Otis argumenta que basarse en la "frecuencia de las acusaciones" como único parámetro deja abiertos múltiples problemas. Por ejemplo, ¿qué nivel de "normalidad" es aceptable para considerar que un caso no es meramente político? ¿Debe decidirlo un fiscal de carrera —un burócrata— o sus superiores, que, aunque más políticos, también son más responsables ante la opinión pública?

Más allá de estas consideraciones, Otis subraya que el verdadero propósito del sistema de justicia penal no es someter a "el sistema" a un juicio constante, sino garantizar que los infractores rindan cuentas y las víctimas obtengan justicia. En este sentido, rechaza la idea de que el sistema judicial deba estar "en juicio permanente", especialmente en casos como el del SPLC, donde se acusa de desviar fondos de contribuyentes con promesas engañosas sobre su uso.

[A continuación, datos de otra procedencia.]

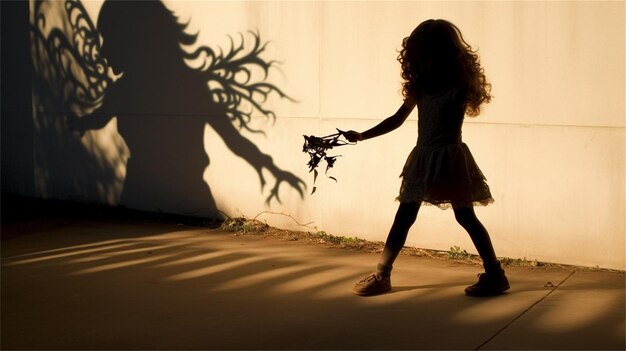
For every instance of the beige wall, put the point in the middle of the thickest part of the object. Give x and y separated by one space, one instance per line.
552 143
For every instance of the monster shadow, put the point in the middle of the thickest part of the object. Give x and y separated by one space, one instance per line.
162 105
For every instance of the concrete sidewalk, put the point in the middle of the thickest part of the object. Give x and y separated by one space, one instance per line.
120 284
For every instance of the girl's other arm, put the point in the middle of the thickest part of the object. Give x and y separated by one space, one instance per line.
384 127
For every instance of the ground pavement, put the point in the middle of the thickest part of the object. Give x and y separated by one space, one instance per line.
107 283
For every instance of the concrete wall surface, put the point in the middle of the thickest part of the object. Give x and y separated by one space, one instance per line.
552 142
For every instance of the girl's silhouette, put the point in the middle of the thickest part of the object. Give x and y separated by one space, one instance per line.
162 106
444 79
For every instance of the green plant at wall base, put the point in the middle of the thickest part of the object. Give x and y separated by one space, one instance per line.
243 225
456 252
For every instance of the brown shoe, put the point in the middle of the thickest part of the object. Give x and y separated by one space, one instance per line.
373 284
488 285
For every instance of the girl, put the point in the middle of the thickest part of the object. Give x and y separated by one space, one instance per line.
444 79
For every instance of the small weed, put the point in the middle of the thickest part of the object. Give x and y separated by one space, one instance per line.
243 225
455 252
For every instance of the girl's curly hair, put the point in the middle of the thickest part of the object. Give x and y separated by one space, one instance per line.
436 52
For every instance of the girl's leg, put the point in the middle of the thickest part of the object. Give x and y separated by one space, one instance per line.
494 280
405 217
466 217
380 281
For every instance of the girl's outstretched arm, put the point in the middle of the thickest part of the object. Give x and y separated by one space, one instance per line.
384 127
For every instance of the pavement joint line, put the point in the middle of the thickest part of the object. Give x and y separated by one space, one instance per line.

Sobre el segundo criterio planteado por el profesor Eugene Volokh —si la recaudación del SPLC fue realmente fraudulenta—, Otis señala que se trata de una cuestión de hecho que corresponde decidir a un jurado, no de legitimidad del proceso. La fuerza de la acusación no define su validez, sino la capacidad de probar los cargos.

Aunque Otis reconoce que la imputación al SPLC plantea preguntas válidas sobre el uso estratégico de la ley y los límites de la discrecionalidad prosecutorial, considera que, desde su experiencia como fiscal federal bajo administraciones de ambos partidos, el caso se ajusta dentro de esos márgenes.

En un tono personal, Otis confiesa que él y su coautor, Paul Mirengoff, son sus referentes para análisis conservadores, aunque más radicales que su propia postura. "Siempre encuentro su trabajo interesante y bien fundamentado", afirma.